Realize It’s just a day

Your first task is to resist falling into the marketing trap that Valentine’s Day is a real thing in the first place. It’s not. It’s a device to sell chocolate, flowers, and set-menu restaurant meals under the guise of true love. I know, I’m a cynic.

In my marriage, true love is Steve wandering into my home office in the middle of the afternoon to give me a kiss. It’s him giving me a hug when I’m having a crappy day. it’s unloading the dishwasher even though he’s done it three days in a row and it should really be my turn (I hate that job).

When he’s on the road and I’m not with him, true love is sending me a text message saying that he’s thinking about me.

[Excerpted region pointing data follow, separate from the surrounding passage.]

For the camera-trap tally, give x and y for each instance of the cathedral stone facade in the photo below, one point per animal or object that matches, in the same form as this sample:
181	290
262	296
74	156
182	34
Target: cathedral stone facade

If you’re feeling really bummed about being apart, put things in perspective. Women have given birth when their significant others have not been able to be there. This is just Valentine’s Day people!

Block out the noise

If you start feeling sorry for yourself every time you see a Facebook post of someone’s “Best Valentine’s Day Ever!” give social media a rest for the day. I know that might seem extreme, but you’ll gain no sense of peace by wallowing in other people’s sappy V-Day updates.

photo on phone

Unlike a breakup when you may want to have a cathartic experience by listening to Bonnie Raitt’s “I can’t make you love me” on repeat, you want distraction on this occasion. You’re not grieving a loss, you getting over ONE special day you can’t be with your significant other.

Celebrate together apart

If celebrating Valentine’s Day (your birthday, your anniversary) on the actual date is a must for you, go on a virtual date with your guy or gal. You can do this via a Skype video call or even via text messaging and photos. I’ve heard of couples doing all kinds of creative things to share an experience virtually. I recall hearing an interview with a long-distance couple who would create scavenger hunts for each other to carry out in their respective locations, sending photos and videos to each other as they went along. This was their solution to dating while apart.

Have your own day

Who says you have to follow convention? You can celebrate an occasion any day you like. If Valentine’s Day is in March this year, how great is that? You can get away from all the commercialism and overpriced trappings and celebrate your own way.

Also, consider doing something special for yourself on Valentine’s Day as an act of self-love.

Pisco Sour Cocktail

This past summer, I was travelling with Steve in Washington D.C. on my birthday, but he was working the whole day and into the evening. We ended up celebrating it once we were back home a week or so later. On the day, though, I took myself out to celebrate. I took a late afternoon boat ride to Alexandria, spent time at the Torpedo Factory Art Centre and then poked around the quaint shops along the main drag.  Before heading on the boat ride back, I treated myself to a meal in a nice restaurant. Sure it would have been better to celebrate with Steve, but it was a pretty nice day and much better than sulking in a hotel room.

How about you, fellow tag-along travellers? How to you cope with being apart on special days? Is it a big deal and if so, what do you do to get through it?